The stimulus provided the foundation for us to rebuild. You cannot hire when you don't have the revenue. But the PPP provided the means to start again, and then, like training wheels on a bike, once the stimulus ran out, we were balanced enough to carry on. By late October, we were able to build back to almost 70% of last year's revenue. That's not enough to pay all the bills, but it's enough, when supplemented with cash from savings, to keep the doors open.
But now, with Covid cases skyrocketing, the nation faces another potential round of restrictions and closures. Thanksgiving week is traditionally one of the busiest weeks of the year, and it sets the stage for the frantic holiday season. This year, we had one of the worst sales weeks ever. Further alarm comes from the fact that what few corporate and private parties we had booked for December have cancelled — they just cannot see a way to host an event safely in the current environment.
Catering used to be 15% to 25% of our overall business. This year it is less than 8%. Our industry has done a great job of telling our story and asking our dedicated customers to invest in us by buying gift cards. But our annual gift card sale we host each November netted 23% less this year. The bottom line is that we may only earn 55% to 60% of last year's revenue at this point, and in the best-case scenario of a slowdown — not a shutdown — we are on a course to be dramatically financially damaged. In the case of a shutdown, we doubt we could recover.

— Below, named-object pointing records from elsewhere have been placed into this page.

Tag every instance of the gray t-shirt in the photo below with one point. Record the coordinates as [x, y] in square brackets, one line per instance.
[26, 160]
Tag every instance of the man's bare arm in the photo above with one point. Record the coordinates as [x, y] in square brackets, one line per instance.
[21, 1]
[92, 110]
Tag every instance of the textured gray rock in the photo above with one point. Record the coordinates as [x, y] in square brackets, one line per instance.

This is the case for many small businesses at the front lines of the pandemic. Main Street businesses are suffering mightily, and many were dealt a deadly blow in the first wave. The federal government must do all it can to support those still fighting so they are not casualties of this next wave. That means more stimulus.
As a small business owner, I plead that Congress and the executive branch coalesce around a new stimulus package that provides support — like the PPP — to those who can prove they truly need it.

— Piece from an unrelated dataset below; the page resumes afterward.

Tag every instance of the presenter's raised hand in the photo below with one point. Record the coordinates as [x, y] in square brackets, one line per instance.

Of course, one size does not fit all, and many businesses and industries who benefitted from the PPP loans in the past did not really need them. Passing a means-test-based PPP during this month's congressional session would provide the life raft so many of us on Main Street need to make it to 2021.
The letter to my employees I wrote in March was the hardest one I ever wrote. If I have to do it again, it will be the last. There will be no way to do it all over again.
I beg elected leadership to release targeted stimulus to keep Main Street businesses like mine open. For now, and for tomorrow.